Humanities 110

Introduction to the Humanities

Paper Topics | Spring 2014 | Paper 1

Due Saturday, February 14th, 5 p.m., in your conference leader's Eliot Hall mailbox.
Maximum length: 1,500 words

Choose one of the following questions:

  1. Examine the role of the chorus of Clouds in Aristophanes' Clouds. How do their words and actions fit into the overall themes of the play, and to what extent is understanding their role essential to understanding the meaning of the play?

  2. Compare Socrates's teaching methods in the Euthyphro and the Clouds. To what extent do you think that the Clouds constitutes a justifiable critique of Socrates's elenchus?

  3. At Apology 28b-d, Socrates seems to compare his actions and attitudes to those of Achilles during the Trojan War. In what sense does Socrates say he is like Achilles, and how important is the comparison in Socrates' defense of his life and actions?

  4. To what extent does Socrates live up to the standards of good citizenship he describes in the Apology? How does your answer help to understand the outcome of his trial?

  5. At Crito 50a-54d, Socrates presents two arguments to show that it would be wrong for him to escape. The arguments are based on two models of the citizen's relationship to the laws. On one model the citizen is to the laws as a child is to a parent. On the other model, the citizen is to the laws as a party of a contract is to another party of a contract.

    1. Carefully explain one of these arguments. Identify the argument's premises and show how the conclusion is supposed to follow from the premises.

    2. Develop in rigorous detail ONE objection to the argument. (For example, one could argue that the conclusion does not follow from the premises of the argument. Or one could argue that one of the premises is false.)

    3. Develop in rigorous detail the strongest response you think Socrates could give to your objection.

    4. Explain why you think the response is satisfactory or unsatisfactory.

  6. In the Apology, Socrates asks the jury "to pay no attention to my manner of speech--be it better or worse--but to concentrate your attention on whether what I say is just or not, for the excellence of a judge lies in this, as that of a speaker lies in telling the truth" (18a). The premise of this statement is that what he says can be separated from how he says it. How do Plato's strategies of representation in the Republic complicate this binary between truth and expression?

  7. In Book 2 of the Republic (369a-373a), Socrates begins his search for the ideal city by constructing what his interlocutor Glaucon calls a "city of pigs." Why does Socrates propose this city as the ideal city, and why is it ultimately rejected and replaced by a new city? Is there any sense in which it is an ideal city, or is it just a false start that leads nowhere?

  8. According to French feminist Julia Kristeva, the feminist struggle "must be seen historically and politically as a three-tiered one, which can be schematically summarized as follows:

    1. Women demand equal access to the symbolic order.
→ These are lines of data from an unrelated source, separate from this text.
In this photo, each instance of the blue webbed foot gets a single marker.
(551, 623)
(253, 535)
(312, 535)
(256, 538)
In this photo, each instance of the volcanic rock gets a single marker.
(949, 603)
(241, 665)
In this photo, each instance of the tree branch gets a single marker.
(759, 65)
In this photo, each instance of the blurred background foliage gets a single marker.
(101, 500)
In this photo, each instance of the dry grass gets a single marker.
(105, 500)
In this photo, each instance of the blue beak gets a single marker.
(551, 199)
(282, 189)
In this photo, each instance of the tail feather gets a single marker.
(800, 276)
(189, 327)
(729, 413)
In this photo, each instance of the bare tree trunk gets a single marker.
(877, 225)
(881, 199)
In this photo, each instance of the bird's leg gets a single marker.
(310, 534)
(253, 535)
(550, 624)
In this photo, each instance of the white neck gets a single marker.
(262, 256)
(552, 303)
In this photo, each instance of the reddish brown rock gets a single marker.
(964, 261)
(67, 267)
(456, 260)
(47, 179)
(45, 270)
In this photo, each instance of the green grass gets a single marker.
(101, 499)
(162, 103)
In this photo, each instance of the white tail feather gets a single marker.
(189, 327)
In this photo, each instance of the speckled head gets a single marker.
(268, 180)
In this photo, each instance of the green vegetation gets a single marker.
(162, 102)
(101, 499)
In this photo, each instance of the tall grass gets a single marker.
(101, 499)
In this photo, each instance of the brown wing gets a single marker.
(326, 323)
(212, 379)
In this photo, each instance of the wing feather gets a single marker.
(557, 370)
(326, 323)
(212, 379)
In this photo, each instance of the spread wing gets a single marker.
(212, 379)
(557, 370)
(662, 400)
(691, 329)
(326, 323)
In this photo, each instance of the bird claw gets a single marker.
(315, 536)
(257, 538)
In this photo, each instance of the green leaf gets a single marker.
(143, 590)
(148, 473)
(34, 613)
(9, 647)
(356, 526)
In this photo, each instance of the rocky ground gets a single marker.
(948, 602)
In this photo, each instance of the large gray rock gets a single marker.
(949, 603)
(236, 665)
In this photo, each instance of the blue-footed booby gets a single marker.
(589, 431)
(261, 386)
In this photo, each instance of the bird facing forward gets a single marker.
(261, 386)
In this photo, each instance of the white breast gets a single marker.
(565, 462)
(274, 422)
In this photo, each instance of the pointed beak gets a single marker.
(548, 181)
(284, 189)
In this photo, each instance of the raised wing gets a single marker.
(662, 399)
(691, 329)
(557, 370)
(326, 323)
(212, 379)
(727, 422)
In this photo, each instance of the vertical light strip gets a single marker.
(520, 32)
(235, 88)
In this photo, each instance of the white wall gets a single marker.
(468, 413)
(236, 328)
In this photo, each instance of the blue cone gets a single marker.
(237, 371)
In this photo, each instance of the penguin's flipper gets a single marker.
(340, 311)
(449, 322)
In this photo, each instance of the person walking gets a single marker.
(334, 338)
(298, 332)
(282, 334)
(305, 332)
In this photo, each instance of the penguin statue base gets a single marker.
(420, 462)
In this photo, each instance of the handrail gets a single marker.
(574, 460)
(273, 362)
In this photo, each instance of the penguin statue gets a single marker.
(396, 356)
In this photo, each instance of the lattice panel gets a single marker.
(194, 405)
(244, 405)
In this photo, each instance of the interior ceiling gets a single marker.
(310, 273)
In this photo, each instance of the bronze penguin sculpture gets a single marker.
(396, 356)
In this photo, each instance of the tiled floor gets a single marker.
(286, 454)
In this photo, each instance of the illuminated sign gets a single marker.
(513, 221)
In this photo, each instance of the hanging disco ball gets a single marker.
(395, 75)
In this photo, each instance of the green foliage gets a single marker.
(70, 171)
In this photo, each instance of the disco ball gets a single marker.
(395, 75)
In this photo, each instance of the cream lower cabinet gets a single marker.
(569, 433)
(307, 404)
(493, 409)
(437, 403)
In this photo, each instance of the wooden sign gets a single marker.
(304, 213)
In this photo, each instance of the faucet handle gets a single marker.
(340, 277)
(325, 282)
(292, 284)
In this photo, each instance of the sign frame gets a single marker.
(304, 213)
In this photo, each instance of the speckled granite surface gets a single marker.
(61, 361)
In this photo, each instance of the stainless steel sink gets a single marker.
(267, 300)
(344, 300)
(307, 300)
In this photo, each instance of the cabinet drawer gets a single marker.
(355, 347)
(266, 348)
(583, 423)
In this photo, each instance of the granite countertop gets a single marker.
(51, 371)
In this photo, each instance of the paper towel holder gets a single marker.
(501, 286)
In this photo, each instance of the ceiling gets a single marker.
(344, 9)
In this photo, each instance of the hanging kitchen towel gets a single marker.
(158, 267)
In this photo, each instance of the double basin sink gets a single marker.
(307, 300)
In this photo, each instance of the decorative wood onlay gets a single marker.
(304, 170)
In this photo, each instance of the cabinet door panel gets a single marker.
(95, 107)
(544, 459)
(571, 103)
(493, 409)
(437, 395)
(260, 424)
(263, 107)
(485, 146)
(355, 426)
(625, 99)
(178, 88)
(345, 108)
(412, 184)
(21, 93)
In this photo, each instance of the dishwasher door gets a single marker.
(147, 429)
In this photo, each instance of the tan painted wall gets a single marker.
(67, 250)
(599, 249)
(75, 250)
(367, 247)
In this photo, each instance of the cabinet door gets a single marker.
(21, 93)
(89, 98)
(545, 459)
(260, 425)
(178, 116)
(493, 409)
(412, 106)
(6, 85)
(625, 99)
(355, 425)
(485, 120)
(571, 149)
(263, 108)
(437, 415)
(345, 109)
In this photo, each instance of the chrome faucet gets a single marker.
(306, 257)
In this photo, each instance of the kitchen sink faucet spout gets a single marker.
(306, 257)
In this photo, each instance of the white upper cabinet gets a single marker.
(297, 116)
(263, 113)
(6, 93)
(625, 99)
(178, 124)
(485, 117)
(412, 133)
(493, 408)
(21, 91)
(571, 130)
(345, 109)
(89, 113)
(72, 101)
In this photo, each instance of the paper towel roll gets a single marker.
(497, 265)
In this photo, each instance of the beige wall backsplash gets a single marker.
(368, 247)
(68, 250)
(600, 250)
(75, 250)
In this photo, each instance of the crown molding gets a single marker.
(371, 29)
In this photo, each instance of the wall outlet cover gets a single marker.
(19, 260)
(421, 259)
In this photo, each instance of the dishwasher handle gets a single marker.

Liberal feminism. Equality.

    2. Women reject the male symbolic order in the name of difference. Radical feminism. Femininity extolled....

    3. Women reject the dichotomy between masculine and feminine as metaphysical. The third position is one that has deconstructed the opposition between masculinity and femininity.” (Tori Moi, Sexual/Textual Politics: Feminist Literary Theory. London: Routledge, 1985: 12)

    Focusing on book five, make a case for which of the three stages of feminism (if any) could find support in Plato's Republic.

  9. In the Republic, Socrates argues that a just man should rule even though it is against his will to do so: "in a city of good men...the citizens would fight in order not to rule, just as they do now in order to rule" (347d; for an elaboration of this argument, see also 519b-e). He also seems to suggest that the just man lives a more pleasurable life than the unjust man (587e-588a). But being compelled to rule against your will doesn't sound very pleasurable. Can these two arguments be reconciled?

  10. Write your own essay topic. If you choose this option, it is necessary to have your conference leader approve your topic before you start working on it.